Les professions de jurilinguiste, de terminologue-juriste et de terminologue juridique se chevauchent par moments, le point commun étant la recherche terminologique. Le type d’analyse terminologique est cependant plus poussé dans les deux premières professions. La différence entre ces trois professions réside dans la formation universitaire et l’axe principal des responsabilités.

Le terminologue-juriste détient nécessairement un diplôme en droit, tandis que le jurilinguiste et le terminologue juridique possèdent un diplôme en traduction ou en linguistique ou dans une discipline connexe, mais un diplôme en droit demeure un atout incontestable pour le jurilinguiste. Le travail du terminologue-juriste est plus axé sur la recherche et l’analyse des notions terminologiques, alors que celui du jurilinguiste porte plus sur la rédaction, la révision et l’établissement de la concordance dans les deux langues des textes juridiques.

Iliana Auverana

NOTES

  • Retour à la note1 Le PAJLO est devenu Programme en 1987. Au début, il s’appelait Projet.
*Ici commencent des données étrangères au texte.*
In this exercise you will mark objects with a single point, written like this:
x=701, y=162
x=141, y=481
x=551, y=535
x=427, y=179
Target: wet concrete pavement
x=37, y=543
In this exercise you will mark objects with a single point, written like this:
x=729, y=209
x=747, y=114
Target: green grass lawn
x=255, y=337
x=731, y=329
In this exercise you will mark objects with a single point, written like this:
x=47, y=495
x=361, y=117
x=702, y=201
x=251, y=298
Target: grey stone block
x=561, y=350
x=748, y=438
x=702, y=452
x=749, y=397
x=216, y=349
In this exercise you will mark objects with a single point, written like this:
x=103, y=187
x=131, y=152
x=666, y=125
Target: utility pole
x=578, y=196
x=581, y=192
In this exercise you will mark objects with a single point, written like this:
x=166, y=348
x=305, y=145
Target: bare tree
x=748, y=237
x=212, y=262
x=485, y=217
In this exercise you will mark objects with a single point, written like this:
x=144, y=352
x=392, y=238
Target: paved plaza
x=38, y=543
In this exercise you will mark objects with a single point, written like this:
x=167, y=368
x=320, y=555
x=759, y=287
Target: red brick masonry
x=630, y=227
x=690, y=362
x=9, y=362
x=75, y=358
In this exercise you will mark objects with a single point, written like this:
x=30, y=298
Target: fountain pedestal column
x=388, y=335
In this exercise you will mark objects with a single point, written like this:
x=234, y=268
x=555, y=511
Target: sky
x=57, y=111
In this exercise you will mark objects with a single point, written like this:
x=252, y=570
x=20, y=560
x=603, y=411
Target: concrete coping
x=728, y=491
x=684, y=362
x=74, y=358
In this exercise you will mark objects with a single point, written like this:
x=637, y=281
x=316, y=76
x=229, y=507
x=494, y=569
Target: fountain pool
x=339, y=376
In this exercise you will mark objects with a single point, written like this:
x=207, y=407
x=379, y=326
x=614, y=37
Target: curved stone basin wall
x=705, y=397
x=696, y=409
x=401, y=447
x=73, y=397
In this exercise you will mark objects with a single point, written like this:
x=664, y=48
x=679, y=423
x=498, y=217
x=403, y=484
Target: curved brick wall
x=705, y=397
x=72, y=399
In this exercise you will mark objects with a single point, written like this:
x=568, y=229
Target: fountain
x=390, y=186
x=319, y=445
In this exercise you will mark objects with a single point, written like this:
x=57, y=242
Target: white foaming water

  • Retour à la note2 Internet. www.pajlo.org/fr/qui/origines.htm. « PAJLO : Qui sommes-nous? : Origines ».
  • Retour à la note3 Internet. www.clf.gouv.qc.ca/Publications/PubF104/F104P1ch3.html. Jean-Claude GÉMAR, « Fonctions de la traduction juridique en milieu bilingue et langage du droit au Canada » dans Langage du droit et traduction : essais en jurilinguistique.
  • Retour à la note4 Internet. canada.justice.gc.ca/fr/dept/pub/aud/legis/lppg3a.html.
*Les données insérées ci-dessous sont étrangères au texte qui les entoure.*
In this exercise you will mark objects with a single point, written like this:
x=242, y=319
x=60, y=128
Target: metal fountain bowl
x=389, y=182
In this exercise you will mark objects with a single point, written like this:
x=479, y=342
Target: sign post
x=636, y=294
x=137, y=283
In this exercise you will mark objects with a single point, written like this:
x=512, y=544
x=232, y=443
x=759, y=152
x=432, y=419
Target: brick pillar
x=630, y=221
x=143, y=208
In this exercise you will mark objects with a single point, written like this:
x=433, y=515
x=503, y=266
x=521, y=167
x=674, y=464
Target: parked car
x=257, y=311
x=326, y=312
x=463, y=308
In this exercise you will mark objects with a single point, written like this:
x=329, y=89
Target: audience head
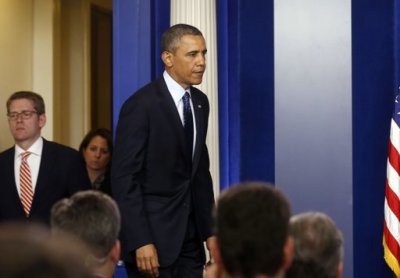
x=318, y=248
x=96, y=148
x=93, y=217
x=27, y=250
x=252, y=222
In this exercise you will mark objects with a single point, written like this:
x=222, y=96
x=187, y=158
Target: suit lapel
x=10, y=179
x=46, y=162
x=167, y=104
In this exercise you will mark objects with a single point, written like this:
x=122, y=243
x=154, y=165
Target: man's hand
x=147, y=260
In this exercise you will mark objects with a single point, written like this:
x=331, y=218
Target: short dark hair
x=318, y=246
x=28, y=250
x=252, y=222
x=37, y=100
x=91, y=216
x=171, y=37
x=102, y=132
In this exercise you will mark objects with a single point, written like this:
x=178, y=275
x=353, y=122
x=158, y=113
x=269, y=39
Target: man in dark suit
x=160, y=169
x=36, y=173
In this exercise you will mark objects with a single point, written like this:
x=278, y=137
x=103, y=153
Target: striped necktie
x=25, y=181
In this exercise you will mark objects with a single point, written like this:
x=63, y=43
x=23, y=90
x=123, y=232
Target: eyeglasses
x=25, y=115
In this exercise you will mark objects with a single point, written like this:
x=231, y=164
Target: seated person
x=318, y=248
x=96, y=148
x=28, y=250
x=94, y=218
x=252, y=233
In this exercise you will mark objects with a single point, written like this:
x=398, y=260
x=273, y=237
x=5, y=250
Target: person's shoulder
x=198, y=92
x=147, y=92
x=7, y=152
x=54, y=146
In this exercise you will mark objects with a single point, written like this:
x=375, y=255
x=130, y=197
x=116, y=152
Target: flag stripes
x=391, y=227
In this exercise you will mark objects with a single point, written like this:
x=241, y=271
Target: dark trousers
x=189, y=263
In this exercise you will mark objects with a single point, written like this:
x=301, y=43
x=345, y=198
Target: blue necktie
x=188, y=122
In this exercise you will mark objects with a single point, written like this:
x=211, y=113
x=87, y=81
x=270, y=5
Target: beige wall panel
x=16, y=58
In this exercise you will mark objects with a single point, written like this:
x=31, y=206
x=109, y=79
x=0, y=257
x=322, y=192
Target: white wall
x=16, y=58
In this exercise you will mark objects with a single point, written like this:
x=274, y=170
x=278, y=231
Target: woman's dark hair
x=102, y=132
  • Retour à la note5 Il y en a quatre au Canada : le Centre de traduction et de terminologie juridiques de l’université de Moncton (CTTJ); le Centre de traduction et de documentation juridiques de l’Université d’Ottawa (CTDJ); le Centre de recherche en droit privé et comparé du Québec (CRDPCQ) et l’Institut Joseph-Dubuc de Winnipeg.
  • Retour à la note6 Internet. www.canada-justice.net/fr/dept/pub/recru/page35.html.
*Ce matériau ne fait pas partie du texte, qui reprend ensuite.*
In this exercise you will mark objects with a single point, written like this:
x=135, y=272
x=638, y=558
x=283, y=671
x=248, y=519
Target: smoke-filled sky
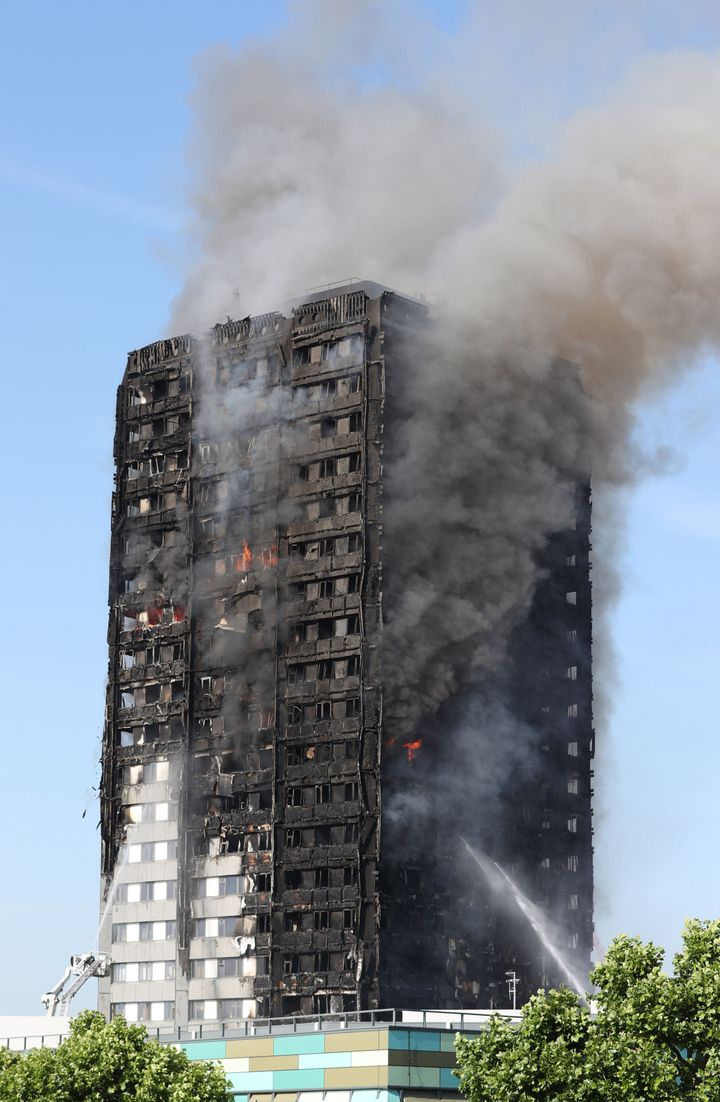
x=551, y=166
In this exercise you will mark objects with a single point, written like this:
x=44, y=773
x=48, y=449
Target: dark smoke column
x=279, y=838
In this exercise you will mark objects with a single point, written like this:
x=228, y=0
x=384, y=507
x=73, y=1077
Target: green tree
x=108, y=1062
x=651, y=1037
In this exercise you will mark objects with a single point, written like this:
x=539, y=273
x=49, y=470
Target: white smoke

  • Retour à la note7 Cornu fait une distinction entre l’étude du langage du droit (étymologie, morphologie, grammaire, syntaxe, sémantique, terminologie et stylistique) et l’étude du droit du langage, soit le droit en tant que force créatrice du langage ou de normalisation juridique.
  • Retour à la note8 CORNU, Gérard. Linguistique juridique, Paris, Montchrestien, 1990, p. 17.
  • Retour à la note9 Internet. www.europarl.eu.int/code/information/tasks_en.pdf. « Service of the Conciliation Secretariat ».
  • Retour à la note10 Internet. europa.eu.int/eurodicautom/Controller.
  • Retour à la note11 Internet. www.curia.eu.int/en/instit/services/traduction/recrutement.htm.
  • Retour à la note12 Internet. www.23.hrdc-drhc.gc.c/2001/f/groups/5125.shtml. « Classification nationale des professions ».
  • Retour à la note13 Idem.
  • Retour à la note14 Bureau de la traduction, Direction de la terminologie et de la normalisation (DTN). Document interne.
  • Retour à la note15 Internet. www.pajlo.org/français/quisomme/annexeb.html.
  • Retour à la note16 Op. cit. Note 8.